A few of you wrote to ask how I was doing - thanks! It was a tough week. Over the weekend, I was not only dealing with the pain from the accident, but I also had a little bit of a cold so I wasn't sleeping well. Thanks to yoga, I'm long accustomed to parts of my body feeling sore pretty much all the time, so it surprised me how much the raw skin and bruising bothered me. I couldn't sleep on my left hip and my elbow throbbed at night. But it's all healing up now. The cold lasted a day-and-a-half (and my allergies are back with a vengence).

I practised through it all. I managed to squeeze in Intermediate on Sunday and Monday before my Ladies Holiday hit me like a tonne of bricks on Monday afternoon. Then I was utterly miserable for nearly two days, could barely get out of bed at times. It hurt to WALK. On Tuesday morning, I limped into the shala with a big, fluffy bolster and proceeded to shock all my shalamates by doing a restorative Iyengar practice for two hours. I was just glad to be there (and grateful that DT supports the option) and I felt a hundred times better afterward. Yoga really is magic! And DT even taught me a new trick for using a strap in Padmasana, which was very cool.

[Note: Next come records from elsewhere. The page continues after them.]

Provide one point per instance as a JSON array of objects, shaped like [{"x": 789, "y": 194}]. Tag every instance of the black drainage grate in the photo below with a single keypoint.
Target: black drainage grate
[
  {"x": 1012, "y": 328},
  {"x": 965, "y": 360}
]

I taught a few classes on Tuesday night and as I was heading home, I abruptly realised that I was feeling MUCH better and I lept out of bed on Wednesday morning absolutely stoked to do some Primary Series. I had a terrific practice! My LBH poses have really been coming along in the past week. I've long sinced moved away from the wall for Dwi Pada. For a while, I was putting a rolled up blanket behind me to provide a wedge, then I would struggle along until DT came along to rescue me (we had a good system going - she usually tossed the blanket aside for me).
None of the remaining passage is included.